Here are some* of the ideas and comments that Crosstown staff added to our pursuit of world class.
Why do we work here? Because it’s a necessary area – as staff we have a feeling that we need to be here. We have to be. If not us, who? The patients need us.
We’re limited by funding by the number of people we serve; we currently serve 130 – but have a 500-person waiting list. We could be serving 4x the number of people.
Substance use is a health problem and can be managed and is part of the continuing of care. We manage diabetes with insulin; we can manage substance use with medication.
It would be great to be able to offer primary care to our patients, in addition to the treatment that we offer here.
What’s needed for us to be world-class? A new facility that is purpose-built and would serve the expansion of the program. The current location is ideal — a renovation, maybe, or a new location but Crosstown needs to stay in this neighbourhood.
Develop closer partnerships with housing, Vancouver Police Department, overdose prevention sites, drug court, InSite, etc.
Listen to staff in order to stay innovative.
We need to provide a platform for greatness – allow people to grow and flourish.
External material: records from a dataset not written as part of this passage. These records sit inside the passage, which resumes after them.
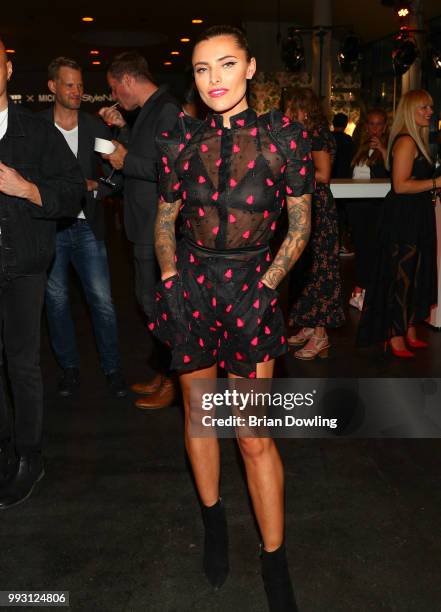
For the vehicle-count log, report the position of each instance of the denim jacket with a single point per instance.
(39, 153)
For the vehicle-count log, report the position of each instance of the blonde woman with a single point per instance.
(402, 288)
(369, 163)
(316, 286)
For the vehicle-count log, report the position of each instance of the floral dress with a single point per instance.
(316, 284)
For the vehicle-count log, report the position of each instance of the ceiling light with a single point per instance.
(349, 54)
(404, 55)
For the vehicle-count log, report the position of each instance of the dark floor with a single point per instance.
(116, 522)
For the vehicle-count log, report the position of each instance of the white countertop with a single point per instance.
(360, 188)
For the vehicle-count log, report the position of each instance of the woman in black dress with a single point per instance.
(317, 302)
(227, 179)
(403, 287)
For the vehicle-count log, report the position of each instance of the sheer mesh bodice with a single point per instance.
(233, 181)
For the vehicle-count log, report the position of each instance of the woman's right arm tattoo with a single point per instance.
(165, 236)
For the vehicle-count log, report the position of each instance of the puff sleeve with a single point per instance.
(323, 140)
(295, 143)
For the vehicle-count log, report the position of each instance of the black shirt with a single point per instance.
(233, 181)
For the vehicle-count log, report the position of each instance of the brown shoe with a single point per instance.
(149, 387)
(163, 397)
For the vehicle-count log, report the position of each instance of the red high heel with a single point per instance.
(402, 354)
(416, 343)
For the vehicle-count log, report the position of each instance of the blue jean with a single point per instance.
(78, 246)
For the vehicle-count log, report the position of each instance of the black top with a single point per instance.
(323, 140)
(233, 181)
(341, 167)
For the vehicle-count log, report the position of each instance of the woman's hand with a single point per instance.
(169, 274)
(376, 144)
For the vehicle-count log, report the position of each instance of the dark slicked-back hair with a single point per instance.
(61, 62)
(227, 30)
(132, 63)
(304, 99)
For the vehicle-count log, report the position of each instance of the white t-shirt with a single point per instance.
(3, 126)
(3, 122)
(71, 137)
(362, 171)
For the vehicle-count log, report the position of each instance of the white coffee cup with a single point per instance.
(104, 146)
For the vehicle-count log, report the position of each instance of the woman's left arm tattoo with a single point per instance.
(299, 228)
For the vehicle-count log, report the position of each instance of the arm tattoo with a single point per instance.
(299, 227)
(165, 236)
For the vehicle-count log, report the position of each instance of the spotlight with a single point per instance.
(404, 55)
(293, 52)
(402, 9)
(349, 54)
(436, 61)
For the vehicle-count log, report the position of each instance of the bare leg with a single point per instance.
(203, 452)
(265, 478)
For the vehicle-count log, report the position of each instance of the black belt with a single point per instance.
(253, 250)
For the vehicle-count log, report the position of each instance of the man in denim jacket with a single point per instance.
(40, 182)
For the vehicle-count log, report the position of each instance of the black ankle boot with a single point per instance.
(29, 471)
(277, 581)
(216, 544)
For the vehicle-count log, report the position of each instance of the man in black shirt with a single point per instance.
(133, 88)
(341, 168)
(40, 181)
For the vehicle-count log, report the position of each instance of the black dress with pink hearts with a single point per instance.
(232, 184)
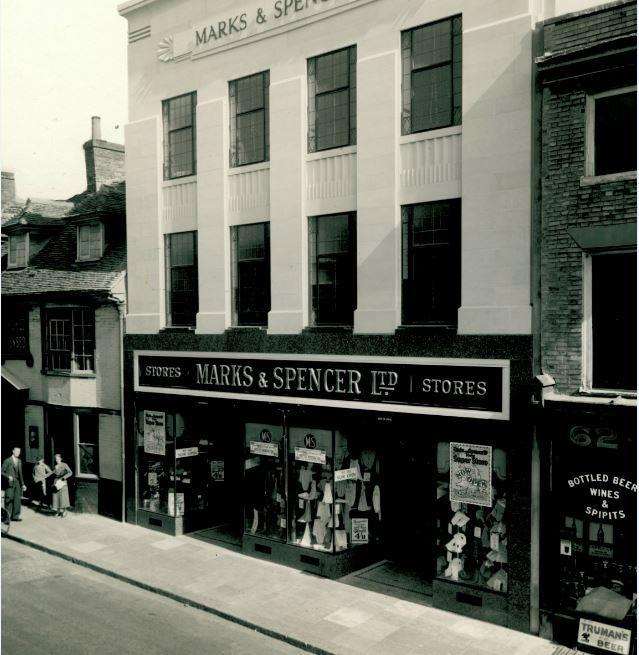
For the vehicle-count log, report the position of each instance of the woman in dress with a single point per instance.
(40, 474)
(60, 488)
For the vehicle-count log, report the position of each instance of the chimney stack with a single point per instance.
(96, 132)
(8, 189)
(104, 160)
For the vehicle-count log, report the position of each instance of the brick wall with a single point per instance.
(104, 163)
(567, 204)
(585, 28)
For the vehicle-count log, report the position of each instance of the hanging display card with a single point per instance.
(345, 474)
(310, 455)
(471, 474)
(359, 531)
(186, 452)
(154, 432)
(217, 470)
(605, 637)
(263, 448)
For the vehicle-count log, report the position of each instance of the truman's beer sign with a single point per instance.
(460, 387)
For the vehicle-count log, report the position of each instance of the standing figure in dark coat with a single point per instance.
(12, 474)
There needs to be a policy mandating everyone to take trauma-informed care — security, medical staff, clinical staff. Everyone.
As of May 19, 2018, Health Canada has given us permission to transport and offer diacetylmorphine (prescription heroin) to all clients so, for example, a surgery patient can have medication delivered to them. We would like diacetylmorphine to be accessible to clients who need it in all health authorities.
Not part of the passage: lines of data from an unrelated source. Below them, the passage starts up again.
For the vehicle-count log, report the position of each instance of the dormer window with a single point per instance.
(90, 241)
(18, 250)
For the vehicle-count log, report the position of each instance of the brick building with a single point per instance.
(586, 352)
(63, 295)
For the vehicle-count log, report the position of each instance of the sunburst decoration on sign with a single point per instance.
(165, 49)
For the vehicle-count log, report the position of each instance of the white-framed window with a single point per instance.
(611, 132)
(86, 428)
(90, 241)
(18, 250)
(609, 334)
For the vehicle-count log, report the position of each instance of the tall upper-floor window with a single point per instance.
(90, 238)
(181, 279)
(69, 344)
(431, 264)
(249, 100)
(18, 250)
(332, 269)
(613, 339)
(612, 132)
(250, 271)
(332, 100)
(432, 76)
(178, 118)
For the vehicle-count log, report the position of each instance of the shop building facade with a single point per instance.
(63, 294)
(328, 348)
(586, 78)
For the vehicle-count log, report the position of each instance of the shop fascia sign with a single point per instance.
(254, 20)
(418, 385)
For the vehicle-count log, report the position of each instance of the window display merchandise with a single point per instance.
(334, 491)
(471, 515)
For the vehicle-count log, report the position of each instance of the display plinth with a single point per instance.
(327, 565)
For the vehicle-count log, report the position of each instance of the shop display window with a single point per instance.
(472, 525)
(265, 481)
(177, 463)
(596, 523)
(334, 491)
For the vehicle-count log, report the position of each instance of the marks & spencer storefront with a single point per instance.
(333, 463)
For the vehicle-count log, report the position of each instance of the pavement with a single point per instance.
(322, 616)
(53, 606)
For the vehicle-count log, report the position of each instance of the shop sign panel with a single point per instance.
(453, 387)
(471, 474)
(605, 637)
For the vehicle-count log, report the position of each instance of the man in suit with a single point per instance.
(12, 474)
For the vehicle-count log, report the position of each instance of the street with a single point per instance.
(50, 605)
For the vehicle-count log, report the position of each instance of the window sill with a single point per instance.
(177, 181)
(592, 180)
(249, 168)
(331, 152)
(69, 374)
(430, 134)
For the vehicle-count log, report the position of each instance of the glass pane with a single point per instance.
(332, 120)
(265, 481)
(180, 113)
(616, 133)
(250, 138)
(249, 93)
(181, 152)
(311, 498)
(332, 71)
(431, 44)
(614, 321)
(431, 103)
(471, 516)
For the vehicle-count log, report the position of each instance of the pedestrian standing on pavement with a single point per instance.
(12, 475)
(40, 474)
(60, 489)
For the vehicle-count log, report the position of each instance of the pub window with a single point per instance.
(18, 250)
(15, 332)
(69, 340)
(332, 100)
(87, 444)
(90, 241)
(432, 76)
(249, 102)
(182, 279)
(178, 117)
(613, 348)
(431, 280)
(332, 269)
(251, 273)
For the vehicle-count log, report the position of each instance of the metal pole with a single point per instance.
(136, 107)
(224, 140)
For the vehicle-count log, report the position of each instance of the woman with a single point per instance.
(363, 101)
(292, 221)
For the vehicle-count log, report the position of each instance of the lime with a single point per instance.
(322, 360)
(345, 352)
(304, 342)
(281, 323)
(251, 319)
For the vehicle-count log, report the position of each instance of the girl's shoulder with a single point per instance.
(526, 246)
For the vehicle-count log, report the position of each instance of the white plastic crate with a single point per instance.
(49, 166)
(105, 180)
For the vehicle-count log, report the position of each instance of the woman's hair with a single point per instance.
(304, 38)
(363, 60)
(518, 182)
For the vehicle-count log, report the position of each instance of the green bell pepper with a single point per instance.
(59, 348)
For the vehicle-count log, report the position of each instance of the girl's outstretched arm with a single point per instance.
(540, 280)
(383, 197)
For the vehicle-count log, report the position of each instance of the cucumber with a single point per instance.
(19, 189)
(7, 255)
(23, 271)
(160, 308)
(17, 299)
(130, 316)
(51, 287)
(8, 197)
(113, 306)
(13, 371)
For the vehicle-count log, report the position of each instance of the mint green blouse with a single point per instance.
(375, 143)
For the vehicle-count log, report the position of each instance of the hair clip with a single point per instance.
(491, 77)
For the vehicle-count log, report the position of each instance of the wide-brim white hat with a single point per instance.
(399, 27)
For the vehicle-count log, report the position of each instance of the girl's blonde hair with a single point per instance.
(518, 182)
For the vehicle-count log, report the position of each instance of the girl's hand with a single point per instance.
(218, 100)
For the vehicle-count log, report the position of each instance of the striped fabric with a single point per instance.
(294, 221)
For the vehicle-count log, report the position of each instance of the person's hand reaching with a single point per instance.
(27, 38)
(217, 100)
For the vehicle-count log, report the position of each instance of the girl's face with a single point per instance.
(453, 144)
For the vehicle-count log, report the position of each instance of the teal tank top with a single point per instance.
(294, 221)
Two years ago, no one here had employment. Now, it’s very common for our patients to be employed. We’re scheduling appointments around their work. In 7 years, these are the stories we’ll be telling more of – we’re seeing this as our patients’ future now.
Crosstown saves lives. So we need more Crosstown.
* Please note: this is a high-level summary; all sentiments discussed were fully captured by the table facilitators!